ICYMI: Village movement gains traction as housing alternative, goes mainstream

Michael Parkhurst, program officer for Meyer Memorial Trust's Affordable Housing Initiative, says we need more models, including homeless villages like the Kenton Women's Village shown here. Photo by Jaime Valdez

Ground broke this spring on a homeless village in North Portland, a controversial idea aimed at providing homes to those who might otherwise live on the streets. 

The concept, which is gaining traction in Oregon, got a boost last year from Meyer's Affordable Housing Initiative:

"I think there's a widespread sense that if we keep doing what we've been doing, we're never going to meet more than a sliver of need," said (Michael) Parkhurst, program officer for the Meyer Memorial Trust, who helps lead the trust's $15 million, five-year Affordable Housing Initiative.

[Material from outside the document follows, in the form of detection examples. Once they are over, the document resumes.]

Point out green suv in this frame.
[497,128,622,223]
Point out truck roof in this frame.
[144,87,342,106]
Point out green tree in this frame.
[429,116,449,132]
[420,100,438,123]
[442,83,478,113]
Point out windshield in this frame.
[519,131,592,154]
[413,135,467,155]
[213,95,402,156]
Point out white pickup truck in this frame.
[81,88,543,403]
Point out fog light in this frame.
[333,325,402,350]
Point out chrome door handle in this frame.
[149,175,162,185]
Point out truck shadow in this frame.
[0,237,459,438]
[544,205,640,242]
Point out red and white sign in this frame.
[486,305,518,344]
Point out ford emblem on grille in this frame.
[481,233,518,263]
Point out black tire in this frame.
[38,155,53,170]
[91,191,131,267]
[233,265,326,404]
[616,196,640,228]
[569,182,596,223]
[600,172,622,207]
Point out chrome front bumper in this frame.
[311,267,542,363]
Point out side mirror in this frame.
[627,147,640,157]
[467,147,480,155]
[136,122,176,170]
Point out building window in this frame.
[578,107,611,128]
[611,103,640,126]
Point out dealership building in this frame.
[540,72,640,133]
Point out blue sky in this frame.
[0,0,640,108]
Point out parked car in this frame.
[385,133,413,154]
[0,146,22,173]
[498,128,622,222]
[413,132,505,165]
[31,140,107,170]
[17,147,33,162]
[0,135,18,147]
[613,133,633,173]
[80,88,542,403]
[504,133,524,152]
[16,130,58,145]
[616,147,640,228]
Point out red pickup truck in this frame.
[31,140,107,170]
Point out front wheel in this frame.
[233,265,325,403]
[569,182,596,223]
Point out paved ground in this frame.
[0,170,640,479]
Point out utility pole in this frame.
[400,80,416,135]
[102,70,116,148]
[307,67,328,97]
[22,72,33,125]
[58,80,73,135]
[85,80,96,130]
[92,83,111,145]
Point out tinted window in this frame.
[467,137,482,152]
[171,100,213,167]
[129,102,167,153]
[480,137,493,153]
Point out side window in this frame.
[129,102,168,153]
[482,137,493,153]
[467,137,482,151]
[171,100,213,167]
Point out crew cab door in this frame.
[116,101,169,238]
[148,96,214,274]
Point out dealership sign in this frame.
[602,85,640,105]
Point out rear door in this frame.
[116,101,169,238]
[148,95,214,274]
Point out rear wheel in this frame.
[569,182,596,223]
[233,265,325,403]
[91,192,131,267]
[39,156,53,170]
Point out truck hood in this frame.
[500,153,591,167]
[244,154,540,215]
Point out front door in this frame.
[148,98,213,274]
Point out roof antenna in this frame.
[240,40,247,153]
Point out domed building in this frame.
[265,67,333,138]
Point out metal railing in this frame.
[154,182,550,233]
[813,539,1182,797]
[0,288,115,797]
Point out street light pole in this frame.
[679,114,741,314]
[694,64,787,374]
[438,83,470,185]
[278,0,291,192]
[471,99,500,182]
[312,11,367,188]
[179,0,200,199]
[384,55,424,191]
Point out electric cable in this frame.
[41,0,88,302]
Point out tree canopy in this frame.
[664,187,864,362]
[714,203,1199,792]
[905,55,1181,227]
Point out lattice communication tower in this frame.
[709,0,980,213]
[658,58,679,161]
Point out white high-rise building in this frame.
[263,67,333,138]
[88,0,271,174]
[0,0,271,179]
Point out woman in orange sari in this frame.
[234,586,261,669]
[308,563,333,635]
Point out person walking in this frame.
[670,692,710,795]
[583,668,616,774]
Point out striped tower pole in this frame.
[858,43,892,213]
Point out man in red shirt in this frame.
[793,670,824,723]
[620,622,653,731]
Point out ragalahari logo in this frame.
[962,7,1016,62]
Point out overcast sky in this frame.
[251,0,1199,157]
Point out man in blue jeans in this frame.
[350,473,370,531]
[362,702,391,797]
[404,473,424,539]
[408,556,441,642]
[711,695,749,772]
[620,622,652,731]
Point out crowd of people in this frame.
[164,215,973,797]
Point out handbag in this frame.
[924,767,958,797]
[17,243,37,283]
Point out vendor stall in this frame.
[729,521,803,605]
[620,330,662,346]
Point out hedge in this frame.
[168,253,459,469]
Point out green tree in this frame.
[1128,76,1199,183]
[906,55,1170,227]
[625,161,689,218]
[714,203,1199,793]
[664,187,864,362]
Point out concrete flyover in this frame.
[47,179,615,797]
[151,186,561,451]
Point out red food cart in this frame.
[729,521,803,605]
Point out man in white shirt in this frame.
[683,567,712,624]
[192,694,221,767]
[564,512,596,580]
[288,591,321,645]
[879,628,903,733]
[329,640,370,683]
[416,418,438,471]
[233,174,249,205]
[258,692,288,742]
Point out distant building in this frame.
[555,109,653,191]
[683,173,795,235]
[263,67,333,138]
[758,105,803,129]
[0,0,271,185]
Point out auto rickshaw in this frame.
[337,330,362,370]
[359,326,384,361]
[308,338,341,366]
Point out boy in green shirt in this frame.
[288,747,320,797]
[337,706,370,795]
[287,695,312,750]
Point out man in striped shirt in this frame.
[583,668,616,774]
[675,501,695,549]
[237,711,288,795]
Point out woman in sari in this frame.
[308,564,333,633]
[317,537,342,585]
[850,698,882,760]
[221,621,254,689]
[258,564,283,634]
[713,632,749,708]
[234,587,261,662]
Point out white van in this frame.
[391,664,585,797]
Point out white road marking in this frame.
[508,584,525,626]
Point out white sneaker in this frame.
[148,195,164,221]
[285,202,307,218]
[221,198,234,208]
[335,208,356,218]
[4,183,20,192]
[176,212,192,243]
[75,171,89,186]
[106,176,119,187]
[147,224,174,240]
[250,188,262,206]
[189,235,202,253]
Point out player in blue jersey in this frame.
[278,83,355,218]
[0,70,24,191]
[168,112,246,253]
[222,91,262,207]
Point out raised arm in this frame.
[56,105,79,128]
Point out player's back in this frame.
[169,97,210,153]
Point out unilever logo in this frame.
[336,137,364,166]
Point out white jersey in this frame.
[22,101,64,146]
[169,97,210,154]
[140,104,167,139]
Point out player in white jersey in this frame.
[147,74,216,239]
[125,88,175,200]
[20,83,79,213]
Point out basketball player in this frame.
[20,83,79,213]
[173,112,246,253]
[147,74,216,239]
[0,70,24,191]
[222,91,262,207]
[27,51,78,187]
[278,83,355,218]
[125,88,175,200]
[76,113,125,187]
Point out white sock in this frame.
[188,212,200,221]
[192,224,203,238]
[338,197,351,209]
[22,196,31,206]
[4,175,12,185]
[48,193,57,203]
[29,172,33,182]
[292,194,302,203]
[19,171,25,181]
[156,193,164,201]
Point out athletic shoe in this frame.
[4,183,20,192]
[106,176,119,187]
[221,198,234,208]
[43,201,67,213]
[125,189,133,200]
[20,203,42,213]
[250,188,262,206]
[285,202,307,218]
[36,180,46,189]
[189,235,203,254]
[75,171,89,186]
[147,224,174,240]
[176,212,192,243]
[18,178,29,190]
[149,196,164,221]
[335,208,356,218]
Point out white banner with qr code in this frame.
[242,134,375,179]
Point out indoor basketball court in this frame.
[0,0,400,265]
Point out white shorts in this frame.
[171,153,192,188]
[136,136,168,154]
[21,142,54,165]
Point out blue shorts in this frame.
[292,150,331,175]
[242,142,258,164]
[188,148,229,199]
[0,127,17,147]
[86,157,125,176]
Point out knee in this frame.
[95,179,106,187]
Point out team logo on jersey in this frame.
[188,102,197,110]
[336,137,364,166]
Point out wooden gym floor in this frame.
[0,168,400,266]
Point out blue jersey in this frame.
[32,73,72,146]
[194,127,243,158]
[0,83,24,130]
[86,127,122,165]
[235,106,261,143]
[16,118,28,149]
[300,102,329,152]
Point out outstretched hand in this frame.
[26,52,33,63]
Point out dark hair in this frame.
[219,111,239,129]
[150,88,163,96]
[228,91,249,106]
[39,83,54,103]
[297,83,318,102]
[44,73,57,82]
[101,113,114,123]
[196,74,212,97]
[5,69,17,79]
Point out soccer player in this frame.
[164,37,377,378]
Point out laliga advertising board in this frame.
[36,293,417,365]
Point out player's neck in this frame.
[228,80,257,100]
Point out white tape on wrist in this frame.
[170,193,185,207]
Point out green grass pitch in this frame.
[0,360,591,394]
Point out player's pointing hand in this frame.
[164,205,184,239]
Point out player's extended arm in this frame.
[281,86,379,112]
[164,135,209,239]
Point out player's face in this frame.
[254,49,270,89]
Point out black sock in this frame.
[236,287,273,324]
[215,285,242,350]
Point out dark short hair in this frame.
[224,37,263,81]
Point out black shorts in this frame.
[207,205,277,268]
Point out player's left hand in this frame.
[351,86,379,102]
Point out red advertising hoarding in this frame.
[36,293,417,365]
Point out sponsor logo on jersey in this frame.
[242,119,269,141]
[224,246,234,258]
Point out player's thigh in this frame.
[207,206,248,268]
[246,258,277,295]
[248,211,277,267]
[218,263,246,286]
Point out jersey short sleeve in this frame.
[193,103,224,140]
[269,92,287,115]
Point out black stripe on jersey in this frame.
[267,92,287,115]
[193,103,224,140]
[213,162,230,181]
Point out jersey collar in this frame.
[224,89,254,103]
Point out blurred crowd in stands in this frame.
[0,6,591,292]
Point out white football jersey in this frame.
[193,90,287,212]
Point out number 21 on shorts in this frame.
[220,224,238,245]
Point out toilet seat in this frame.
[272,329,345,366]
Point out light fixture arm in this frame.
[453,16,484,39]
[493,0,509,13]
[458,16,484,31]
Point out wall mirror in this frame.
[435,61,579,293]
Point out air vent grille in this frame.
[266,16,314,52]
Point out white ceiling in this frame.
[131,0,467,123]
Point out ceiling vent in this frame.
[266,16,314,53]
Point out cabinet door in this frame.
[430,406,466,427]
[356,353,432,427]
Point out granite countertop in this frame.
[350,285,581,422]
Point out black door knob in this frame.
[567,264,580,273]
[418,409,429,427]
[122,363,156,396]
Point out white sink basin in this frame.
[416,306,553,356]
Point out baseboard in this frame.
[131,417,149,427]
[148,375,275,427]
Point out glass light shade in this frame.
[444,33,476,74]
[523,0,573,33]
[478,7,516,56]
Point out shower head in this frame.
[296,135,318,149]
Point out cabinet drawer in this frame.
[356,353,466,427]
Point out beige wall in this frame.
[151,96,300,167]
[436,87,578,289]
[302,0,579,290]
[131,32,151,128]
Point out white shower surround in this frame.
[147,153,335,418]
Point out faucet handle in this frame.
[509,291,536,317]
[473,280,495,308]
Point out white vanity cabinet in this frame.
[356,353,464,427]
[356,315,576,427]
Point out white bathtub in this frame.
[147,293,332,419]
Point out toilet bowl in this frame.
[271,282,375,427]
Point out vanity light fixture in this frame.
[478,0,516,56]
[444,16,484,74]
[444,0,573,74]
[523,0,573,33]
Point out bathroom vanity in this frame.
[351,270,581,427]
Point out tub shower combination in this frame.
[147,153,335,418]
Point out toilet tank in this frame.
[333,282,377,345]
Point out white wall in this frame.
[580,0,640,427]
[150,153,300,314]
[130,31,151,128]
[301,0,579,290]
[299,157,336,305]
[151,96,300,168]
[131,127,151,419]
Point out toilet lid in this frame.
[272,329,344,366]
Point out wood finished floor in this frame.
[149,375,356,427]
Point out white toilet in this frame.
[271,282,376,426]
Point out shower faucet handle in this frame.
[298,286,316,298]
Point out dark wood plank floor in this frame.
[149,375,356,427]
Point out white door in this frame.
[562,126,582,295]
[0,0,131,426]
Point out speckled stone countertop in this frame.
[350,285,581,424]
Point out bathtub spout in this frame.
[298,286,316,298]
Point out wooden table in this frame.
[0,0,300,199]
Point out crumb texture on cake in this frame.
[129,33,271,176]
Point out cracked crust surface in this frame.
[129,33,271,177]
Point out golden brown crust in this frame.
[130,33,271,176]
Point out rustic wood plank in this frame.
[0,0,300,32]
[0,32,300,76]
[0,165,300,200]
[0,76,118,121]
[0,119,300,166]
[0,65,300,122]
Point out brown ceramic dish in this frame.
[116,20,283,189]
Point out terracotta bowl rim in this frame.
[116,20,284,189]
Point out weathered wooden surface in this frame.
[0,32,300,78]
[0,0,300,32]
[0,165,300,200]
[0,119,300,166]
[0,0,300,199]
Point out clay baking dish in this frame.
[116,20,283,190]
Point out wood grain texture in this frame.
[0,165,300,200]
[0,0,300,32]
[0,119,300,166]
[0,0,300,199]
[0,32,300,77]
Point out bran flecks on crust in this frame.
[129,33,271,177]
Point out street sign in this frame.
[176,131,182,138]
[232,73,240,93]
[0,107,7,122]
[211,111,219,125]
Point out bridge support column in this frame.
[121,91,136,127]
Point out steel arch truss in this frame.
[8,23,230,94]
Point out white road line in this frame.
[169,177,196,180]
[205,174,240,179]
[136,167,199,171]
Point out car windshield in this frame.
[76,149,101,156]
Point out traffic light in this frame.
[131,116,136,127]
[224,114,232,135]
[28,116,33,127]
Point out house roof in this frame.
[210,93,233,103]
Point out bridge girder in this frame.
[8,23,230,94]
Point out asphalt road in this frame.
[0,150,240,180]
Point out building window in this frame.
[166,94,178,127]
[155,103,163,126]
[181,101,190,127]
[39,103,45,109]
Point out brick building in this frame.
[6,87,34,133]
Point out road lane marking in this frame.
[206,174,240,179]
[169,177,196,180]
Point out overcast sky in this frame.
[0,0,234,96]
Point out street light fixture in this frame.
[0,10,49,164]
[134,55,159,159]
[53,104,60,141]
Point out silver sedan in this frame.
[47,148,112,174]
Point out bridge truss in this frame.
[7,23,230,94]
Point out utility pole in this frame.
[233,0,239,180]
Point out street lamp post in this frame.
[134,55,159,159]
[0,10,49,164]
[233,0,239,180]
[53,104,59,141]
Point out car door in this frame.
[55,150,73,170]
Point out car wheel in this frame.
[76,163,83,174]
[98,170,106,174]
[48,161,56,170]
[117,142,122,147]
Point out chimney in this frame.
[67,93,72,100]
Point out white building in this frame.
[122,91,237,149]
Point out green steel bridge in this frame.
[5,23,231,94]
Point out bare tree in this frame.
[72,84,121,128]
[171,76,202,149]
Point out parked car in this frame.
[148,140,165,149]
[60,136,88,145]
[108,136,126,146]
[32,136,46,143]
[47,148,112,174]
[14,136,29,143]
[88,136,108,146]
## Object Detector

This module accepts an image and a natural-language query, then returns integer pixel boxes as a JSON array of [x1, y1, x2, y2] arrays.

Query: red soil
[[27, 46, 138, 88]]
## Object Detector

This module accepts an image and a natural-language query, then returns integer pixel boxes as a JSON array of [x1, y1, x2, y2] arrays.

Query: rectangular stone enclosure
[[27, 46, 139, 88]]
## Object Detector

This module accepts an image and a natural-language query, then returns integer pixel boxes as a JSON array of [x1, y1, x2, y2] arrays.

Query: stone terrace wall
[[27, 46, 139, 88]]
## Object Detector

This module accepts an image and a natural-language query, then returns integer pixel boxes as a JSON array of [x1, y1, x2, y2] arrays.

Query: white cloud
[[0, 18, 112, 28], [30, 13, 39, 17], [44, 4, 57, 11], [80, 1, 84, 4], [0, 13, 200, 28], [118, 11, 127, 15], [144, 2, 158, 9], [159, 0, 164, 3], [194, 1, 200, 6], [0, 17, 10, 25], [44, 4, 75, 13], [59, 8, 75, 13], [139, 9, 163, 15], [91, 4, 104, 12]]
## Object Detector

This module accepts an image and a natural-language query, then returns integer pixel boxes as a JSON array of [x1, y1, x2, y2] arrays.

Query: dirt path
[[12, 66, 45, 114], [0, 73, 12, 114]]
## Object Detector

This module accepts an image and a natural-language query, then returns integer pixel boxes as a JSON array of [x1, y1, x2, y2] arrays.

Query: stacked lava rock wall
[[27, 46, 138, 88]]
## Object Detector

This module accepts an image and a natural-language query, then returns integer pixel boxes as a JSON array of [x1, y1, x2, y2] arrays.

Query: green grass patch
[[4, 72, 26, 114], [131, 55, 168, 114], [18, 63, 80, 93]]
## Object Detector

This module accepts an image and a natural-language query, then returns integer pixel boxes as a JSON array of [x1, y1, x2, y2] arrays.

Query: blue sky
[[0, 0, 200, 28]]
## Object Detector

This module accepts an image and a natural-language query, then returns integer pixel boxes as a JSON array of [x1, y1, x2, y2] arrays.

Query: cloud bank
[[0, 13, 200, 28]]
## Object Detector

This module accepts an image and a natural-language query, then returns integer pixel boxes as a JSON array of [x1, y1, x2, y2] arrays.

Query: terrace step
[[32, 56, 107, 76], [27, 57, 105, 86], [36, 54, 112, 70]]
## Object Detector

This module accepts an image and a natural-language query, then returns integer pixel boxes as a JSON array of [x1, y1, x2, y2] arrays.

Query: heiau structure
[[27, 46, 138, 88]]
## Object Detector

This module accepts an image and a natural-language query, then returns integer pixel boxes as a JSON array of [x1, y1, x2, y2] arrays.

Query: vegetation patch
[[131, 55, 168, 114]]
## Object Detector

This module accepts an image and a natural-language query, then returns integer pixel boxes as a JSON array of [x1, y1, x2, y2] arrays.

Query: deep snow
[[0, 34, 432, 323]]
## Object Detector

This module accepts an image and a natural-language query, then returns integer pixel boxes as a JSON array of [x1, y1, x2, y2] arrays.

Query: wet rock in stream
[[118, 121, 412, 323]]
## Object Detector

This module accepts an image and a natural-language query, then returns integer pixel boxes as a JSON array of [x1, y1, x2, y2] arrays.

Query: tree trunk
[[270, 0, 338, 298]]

Last year, the Meyer trust gave Eugene's Square One Villages $148,200 to support an unconventional housing alternative: a homeless village. Emerald Village, which broke ground in May, is a permanent, cooperatively owned settlement. Each of its 22 tiny houses, ranging from 160 to 280 square feet of living space, will have its own kitchenette and bathroom and will rent for $250 to $350 per month. Construction on the village began in May.

"If you'd have asked me a few years ago, would Meyer Memorial Trust be putting money into that, I'd have been skeptical," Parkhurst says.